Plus complète mais plus complexe, c’est souvent cette technique qui est utilisée par les bibliothèques de code qui s’occupent de ces questions pour vous et vous mâchent le travail.

Tout ceci existe déjà

À nos exemples il faut ajouter la gestion des erreurs, des dépendances entre fichiers externes, ainsi les dépendances entre fichiers externes et scripts embarqués dans le HTML. Un tel code est complexe mais surtout il est fragile car il est facile de casser telle ou telle version d’un navigateur sans s’en rendre compte.

Heureusement d’autres l’ont fait pour nous. Il existe de nombreuses bibliothèques de code complètes qui proposent le chargement asynchrone des fichiers JavaScript. Les plus connues se nomment LABjs, Headjs, ControlJs et RequireJS.

Une fois payé le surcoût dû à la bibliothèque elle-même (1,5 à 2,2 Ko pour les trois premières), vous avez à votre disposition des méthodes pour charger des fichiers JavaScript de façon asynchrone sur l’ensemble des navigateurs en gérant les dépendances entre blocs de code et fichiers.

LABjs a un développement actif et son développeur principal met un point d’honneur à fouiller et vérifier tous les cas possible sur les différents navigateurs. C’est celle que nous vous recommandons si vous n’avez pas de besoin plus spécifiques.

Avec LABjs cela donne :

$LAB.script("jquery.js").wait()
  .script("jquery-moduleA.js")
  .script("jquery-moduleB.js").wait()
  .script("site.js")
  .wait( function() {
    doSomethingWithDocumentAndJquery() ;
  } ) ;

Les fichiers jquery.js, jquery-moduleA.js, jquery-moduleB.js et site.js seront tous les quatre téléchargés en parallèle. L’instruction wait() impose que tous les fichiers déjà en cours de chargement soient exécutés avant d’exécuter les fichiers suivants. Le fichier jquery.js sera donc toujours exécuté en premier et le fichier site.js sera toujours exécuté en dernier quand bien même le téléchargement serait fait dans un autre ordre (parce que jquery.js est plus volumineux donc plus long par exemple). La dernière instruction wait() permet d’introduire une dépendance pour un code directement embarqué dans la page HTML.

Quels résultats ?

Dans notre exemple, l’utilisation de LABjs impose des pages 2 Ko plus volumineuses mais permet d’exploiter deux files de téléchargement au lieu d’une seule pendant deux secondes.
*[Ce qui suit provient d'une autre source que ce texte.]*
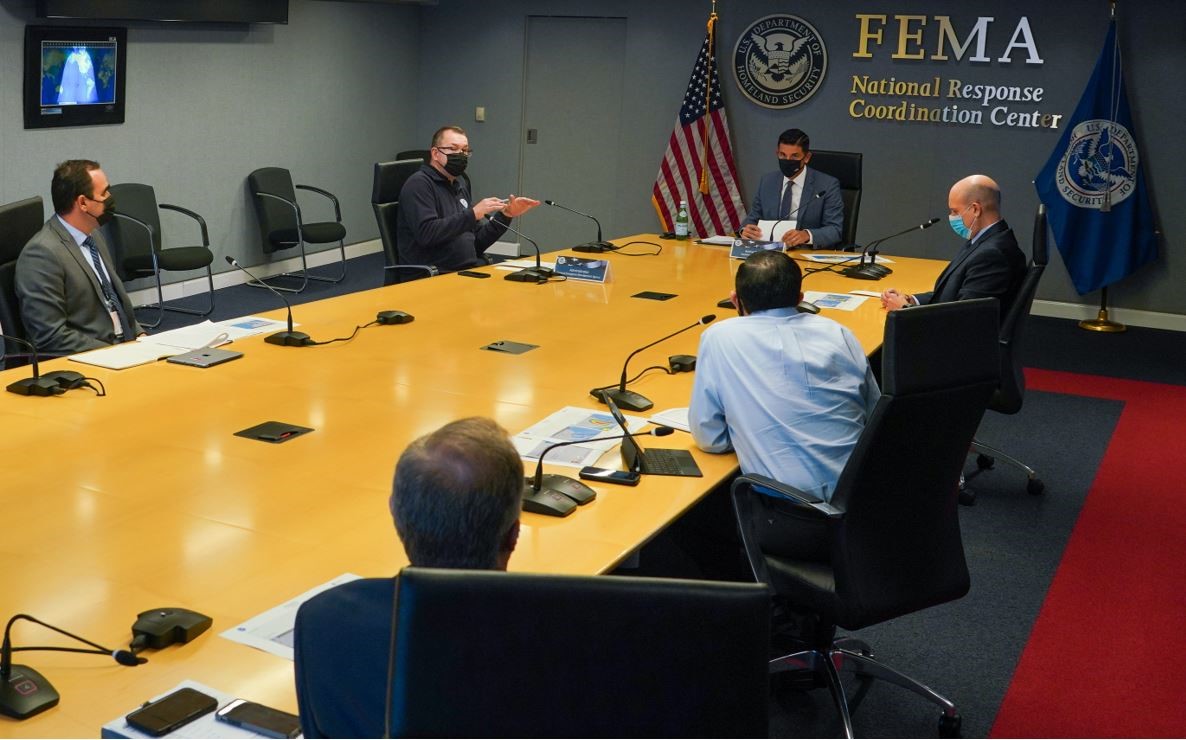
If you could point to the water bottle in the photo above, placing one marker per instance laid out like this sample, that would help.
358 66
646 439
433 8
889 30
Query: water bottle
681 221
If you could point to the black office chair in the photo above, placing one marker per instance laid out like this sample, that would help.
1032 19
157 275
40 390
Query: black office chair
493 655
389 179
136 242
846 167
18 223
1012 393
892 525
284 227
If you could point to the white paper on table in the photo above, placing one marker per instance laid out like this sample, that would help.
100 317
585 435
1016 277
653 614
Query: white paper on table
572 423
205 726
517 265
273 630
840 301
676 419
772 230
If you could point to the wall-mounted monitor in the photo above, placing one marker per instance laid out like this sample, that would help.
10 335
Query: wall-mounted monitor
74 76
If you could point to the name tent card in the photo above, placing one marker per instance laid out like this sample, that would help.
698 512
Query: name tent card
580 268
744 248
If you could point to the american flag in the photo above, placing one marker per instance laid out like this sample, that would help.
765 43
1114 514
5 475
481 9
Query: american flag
697 166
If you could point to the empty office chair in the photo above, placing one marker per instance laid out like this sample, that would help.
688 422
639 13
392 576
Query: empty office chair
846 167
892 525
136 244
18 223
492 655
389 179
1012 391
284 227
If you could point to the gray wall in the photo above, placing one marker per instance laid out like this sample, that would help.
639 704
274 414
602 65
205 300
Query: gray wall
325 96
907 167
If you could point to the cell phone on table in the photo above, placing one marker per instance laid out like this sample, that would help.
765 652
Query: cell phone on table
171 712
259 719
610 476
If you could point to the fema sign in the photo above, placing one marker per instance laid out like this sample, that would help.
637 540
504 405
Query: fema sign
779 61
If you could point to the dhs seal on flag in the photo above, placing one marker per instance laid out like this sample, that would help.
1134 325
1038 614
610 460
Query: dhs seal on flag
1101 159
779 61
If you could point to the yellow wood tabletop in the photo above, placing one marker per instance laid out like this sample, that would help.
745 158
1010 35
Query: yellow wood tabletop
145 498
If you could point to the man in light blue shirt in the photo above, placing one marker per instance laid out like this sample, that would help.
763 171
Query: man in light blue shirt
789 391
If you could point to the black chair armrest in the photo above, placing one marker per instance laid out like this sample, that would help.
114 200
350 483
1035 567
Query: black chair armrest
337 206
202 222
790 495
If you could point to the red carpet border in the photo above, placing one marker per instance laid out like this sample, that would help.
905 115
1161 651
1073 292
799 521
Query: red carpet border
1107 656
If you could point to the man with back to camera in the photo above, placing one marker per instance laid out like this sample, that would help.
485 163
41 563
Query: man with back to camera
456 502
990 263
792 192
439 223
789 391
71 298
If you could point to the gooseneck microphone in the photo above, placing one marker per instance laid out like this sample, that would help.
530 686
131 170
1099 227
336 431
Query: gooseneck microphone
23 690
599 244
554 495
530 274
872 270
629 399
285 338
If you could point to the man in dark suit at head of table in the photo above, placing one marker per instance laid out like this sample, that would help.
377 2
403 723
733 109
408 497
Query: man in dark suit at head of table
990 263
456 503
71 298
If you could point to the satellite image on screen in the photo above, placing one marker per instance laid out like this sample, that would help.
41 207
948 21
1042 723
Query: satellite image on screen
78 74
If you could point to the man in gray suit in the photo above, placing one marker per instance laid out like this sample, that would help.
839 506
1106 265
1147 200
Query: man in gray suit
71 299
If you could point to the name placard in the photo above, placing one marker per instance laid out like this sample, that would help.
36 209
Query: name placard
580 268
744 248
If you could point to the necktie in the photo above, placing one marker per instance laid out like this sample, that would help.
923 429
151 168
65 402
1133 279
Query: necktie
109 295
784 208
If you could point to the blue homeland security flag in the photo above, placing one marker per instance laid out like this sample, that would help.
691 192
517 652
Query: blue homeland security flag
1092 186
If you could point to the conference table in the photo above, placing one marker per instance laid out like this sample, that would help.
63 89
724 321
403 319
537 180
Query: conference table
145 498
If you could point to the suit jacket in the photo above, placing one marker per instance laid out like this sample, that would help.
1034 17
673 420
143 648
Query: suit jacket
824 216
61 300
342 649
992 268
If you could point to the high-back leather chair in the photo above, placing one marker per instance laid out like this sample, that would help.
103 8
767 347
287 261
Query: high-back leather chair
389 179
284 227
1011 395
482 654
18 223
892 525
846 167
136 243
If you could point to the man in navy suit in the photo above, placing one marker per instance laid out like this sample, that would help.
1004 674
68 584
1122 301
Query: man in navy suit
798 193
990 263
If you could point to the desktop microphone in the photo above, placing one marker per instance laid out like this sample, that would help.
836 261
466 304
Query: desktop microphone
529 274
23 690
629 399
599 244
285 338
36 386
873 270
554 495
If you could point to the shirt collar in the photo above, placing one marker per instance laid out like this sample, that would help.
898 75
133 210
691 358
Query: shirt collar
78 236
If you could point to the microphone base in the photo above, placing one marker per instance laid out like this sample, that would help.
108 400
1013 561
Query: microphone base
547 503
36 387
289 339
530 274
627 400
25 693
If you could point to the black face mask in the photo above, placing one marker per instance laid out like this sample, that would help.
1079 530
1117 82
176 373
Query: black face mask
790 167
456 164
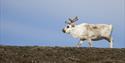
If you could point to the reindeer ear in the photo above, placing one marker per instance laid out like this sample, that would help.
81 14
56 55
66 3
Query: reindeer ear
75 19
67 22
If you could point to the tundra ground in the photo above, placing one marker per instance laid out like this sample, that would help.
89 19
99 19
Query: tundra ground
37 54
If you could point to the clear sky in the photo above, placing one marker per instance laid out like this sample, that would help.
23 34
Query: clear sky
40 22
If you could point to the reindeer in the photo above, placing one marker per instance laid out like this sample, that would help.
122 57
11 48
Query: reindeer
89 32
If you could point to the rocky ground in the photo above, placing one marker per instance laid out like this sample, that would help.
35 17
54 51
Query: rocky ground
37 54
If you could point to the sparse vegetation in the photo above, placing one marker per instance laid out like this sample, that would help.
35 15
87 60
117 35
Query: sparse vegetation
37 54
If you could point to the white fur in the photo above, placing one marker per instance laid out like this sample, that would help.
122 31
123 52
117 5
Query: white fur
82 32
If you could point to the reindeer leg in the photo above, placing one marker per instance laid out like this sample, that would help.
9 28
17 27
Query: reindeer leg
109 39
90 42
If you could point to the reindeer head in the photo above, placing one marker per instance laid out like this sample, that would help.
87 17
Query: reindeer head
70 25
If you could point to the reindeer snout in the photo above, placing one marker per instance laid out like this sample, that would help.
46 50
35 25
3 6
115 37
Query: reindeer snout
63 31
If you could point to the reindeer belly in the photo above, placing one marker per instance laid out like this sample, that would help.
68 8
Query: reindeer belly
77 33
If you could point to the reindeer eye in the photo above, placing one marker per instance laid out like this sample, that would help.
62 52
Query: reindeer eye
67 26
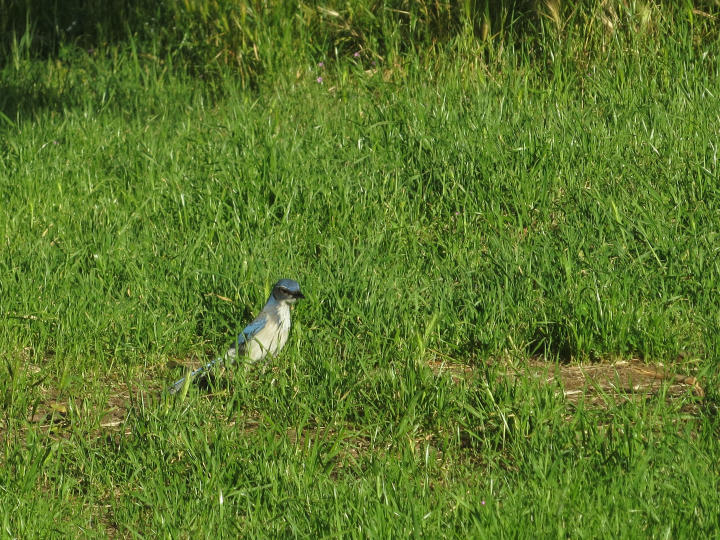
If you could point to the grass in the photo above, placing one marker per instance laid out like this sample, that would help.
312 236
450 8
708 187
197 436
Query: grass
437 211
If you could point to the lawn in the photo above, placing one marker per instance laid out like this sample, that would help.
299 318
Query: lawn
476 238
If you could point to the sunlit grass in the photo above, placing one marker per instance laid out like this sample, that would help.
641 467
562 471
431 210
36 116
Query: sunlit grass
437 212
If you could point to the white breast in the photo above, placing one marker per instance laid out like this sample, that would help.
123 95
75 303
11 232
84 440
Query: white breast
271 339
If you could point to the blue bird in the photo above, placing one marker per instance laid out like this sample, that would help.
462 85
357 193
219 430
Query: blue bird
266 334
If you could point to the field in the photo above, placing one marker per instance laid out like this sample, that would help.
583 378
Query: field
511 257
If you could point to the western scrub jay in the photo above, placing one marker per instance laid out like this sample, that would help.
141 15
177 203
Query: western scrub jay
266 334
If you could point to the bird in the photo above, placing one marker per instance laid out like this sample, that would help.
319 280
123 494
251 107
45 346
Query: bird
266 334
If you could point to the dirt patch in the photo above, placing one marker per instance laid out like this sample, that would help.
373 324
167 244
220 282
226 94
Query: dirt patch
596 383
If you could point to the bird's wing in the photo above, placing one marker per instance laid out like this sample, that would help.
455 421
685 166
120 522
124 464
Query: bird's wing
251 330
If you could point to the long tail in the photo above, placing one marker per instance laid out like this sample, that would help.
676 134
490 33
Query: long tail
202 371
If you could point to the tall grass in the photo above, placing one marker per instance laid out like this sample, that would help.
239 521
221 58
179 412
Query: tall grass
474 189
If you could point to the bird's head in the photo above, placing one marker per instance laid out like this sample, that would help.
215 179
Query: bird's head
287 290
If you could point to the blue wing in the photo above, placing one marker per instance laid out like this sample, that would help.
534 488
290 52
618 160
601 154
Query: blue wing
251 330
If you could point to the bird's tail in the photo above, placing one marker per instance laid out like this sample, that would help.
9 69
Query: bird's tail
203 371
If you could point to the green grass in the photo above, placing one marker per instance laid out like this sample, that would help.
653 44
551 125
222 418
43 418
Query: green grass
434 209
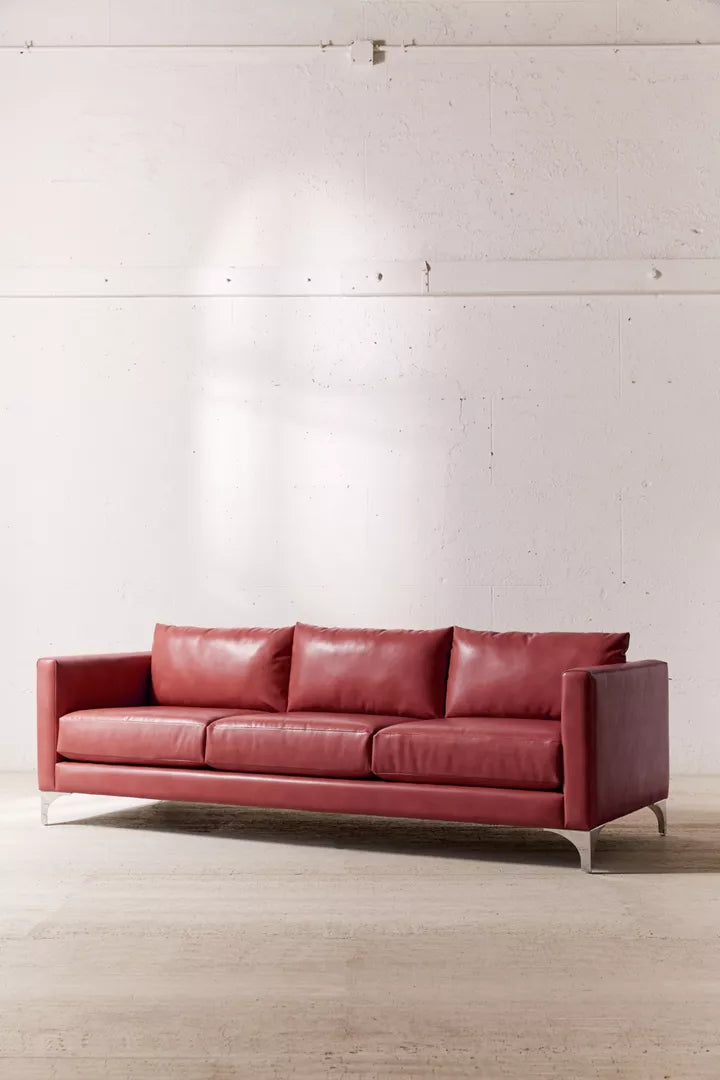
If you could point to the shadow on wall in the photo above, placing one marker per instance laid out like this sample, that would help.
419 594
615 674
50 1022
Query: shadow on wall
317 483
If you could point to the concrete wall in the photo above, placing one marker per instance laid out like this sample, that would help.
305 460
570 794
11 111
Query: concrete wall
284 336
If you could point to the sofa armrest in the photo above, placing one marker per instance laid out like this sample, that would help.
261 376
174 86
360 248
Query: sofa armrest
614 730
66 684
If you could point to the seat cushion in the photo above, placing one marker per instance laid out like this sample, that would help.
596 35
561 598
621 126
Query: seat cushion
148 734
308 744
241 669
385 672
520 674
487 752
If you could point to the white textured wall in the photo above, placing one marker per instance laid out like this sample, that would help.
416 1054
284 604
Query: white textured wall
233 393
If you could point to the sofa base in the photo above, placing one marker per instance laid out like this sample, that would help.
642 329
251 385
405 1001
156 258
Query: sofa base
483 806
488 806
585 840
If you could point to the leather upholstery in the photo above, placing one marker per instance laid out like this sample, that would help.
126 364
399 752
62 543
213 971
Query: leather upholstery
151 734
614 729
310 744
386 672
239 669
486 752
70 683
518 674
491 806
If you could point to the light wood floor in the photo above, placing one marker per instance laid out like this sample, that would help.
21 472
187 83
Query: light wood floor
145 941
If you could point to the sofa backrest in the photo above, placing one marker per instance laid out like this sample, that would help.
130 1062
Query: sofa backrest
384 672
520 675
238 669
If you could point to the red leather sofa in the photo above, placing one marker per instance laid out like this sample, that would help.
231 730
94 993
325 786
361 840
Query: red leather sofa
554 731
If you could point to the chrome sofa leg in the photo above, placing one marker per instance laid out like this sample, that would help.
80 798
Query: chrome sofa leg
660 810
45 799
584 840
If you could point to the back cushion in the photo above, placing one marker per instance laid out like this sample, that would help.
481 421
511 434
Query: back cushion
238 669
520 675
388 672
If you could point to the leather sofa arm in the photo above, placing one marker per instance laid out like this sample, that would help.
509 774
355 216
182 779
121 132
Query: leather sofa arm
614 730
66 684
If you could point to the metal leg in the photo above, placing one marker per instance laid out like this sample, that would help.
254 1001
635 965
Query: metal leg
660 810
45 799
584 840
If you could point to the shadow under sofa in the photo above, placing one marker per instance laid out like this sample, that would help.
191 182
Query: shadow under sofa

Comme la bande passante est largement sous-utilisée lors d’une session de navigation, le surpoids de 2 Ko au total est quasiment invisible par rapport au gain d’une seconde sur le chargement de la page.

Le temps de travail est d’environ une journée pour bien faire les choses et convertir les fichiers externes et les quelques scripts directement embarqués dans la page à la syntaxe LAB.js. Pour diminuer le temps de chargement de la page d’une seconde, c’est un retour sur investissement quasiment imbattable.

Pour aller plus loin, il est aussi conseillé d’éviter de multiplier le nombre de fichiers JavaScript à télécharger. Au delà de deux, quatre au maximum, il est préférable de les regrouper entre eux. C’est d’autant plus vrai si votre application est accédée via des smartphones sur réseau 3G ou via des réseaux distants avec une forte latence.